CompBio style guide
Regardless of the styles you will follow, please do be sure to
read the general and specific suggestions/tips regarding creating and publishing manuscripts, posters, web
pages, and grant applications. The ram.org
style guide may also be relevant.
Do
- Do write with excellent grammar, spelling, punctuation. This
should be the norm (not to mention that the latest research has
shown that it is correlated with a longer lifespan, with a P-value
of 0.49). Organisation and consistency particularly is key. Finally,
clarity of what you present is the most important. "suggestion" is
quoted because it is used in the sense that elements of a 12 step
program is a suggestion (smiley face for the humour impaired).
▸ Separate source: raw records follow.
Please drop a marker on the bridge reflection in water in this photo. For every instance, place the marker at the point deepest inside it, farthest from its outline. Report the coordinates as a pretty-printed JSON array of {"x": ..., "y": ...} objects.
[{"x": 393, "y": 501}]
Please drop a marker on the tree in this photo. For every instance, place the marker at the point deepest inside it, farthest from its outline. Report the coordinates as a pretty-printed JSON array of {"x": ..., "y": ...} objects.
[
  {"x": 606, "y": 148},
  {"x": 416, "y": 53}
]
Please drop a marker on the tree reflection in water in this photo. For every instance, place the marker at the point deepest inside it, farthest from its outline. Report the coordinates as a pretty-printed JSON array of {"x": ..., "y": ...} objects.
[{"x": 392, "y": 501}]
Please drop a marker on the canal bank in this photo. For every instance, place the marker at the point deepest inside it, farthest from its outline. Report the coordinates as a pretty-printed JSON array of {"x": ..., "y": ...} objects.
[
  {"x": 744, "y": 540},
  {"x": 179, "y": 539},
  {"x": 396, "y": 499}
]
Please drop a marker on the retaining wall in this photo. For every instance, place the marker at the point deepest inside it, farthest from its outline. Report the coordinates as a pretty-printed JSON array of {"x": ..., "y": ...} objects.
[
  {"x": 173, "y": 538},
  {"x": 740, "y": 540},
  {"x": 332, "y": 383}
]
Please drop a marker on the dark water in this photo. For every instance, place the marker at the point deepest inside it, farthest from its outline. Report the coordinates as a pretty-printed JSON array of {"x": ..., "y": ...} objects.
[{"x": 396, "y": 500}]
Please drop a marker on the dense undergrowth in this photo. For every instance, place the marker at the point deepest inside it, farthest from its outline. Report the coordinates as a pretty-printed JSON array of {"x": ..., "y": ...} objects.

It
signals our collective wisdom and if you deviate from it without
good reason, it's the end of the world (insert another smiley with
tongue in cheek).
- Do know difference between "you're" and "your", "it's" and
"its", "there" and "their". See the external urls section for help with this.
- Do go over this entire list of suggestions and use it as a
checklist along with other guides and tips
and perform an appropriate search (and any necessary replacing)
before sending others documents to peruse. It wastes time and
prevents one from getting to the core issues in the document; this
shouldn't happen and in general you should never place a burden on
the reader to fix style issues already addressed here, even if only
mentally.
Do not
- Do not use contractions (i.e., "Don't use contractions") in
formal writing. It is sometimes okay on web pages.
Do not anthropomorphise or, more specifically, attribute actions to
inanimate objects: For example, "protein's structure" should be
"structure of a protein" (the former implies that the structure is
owned by the protein, something a protein cannot do). Also, "which"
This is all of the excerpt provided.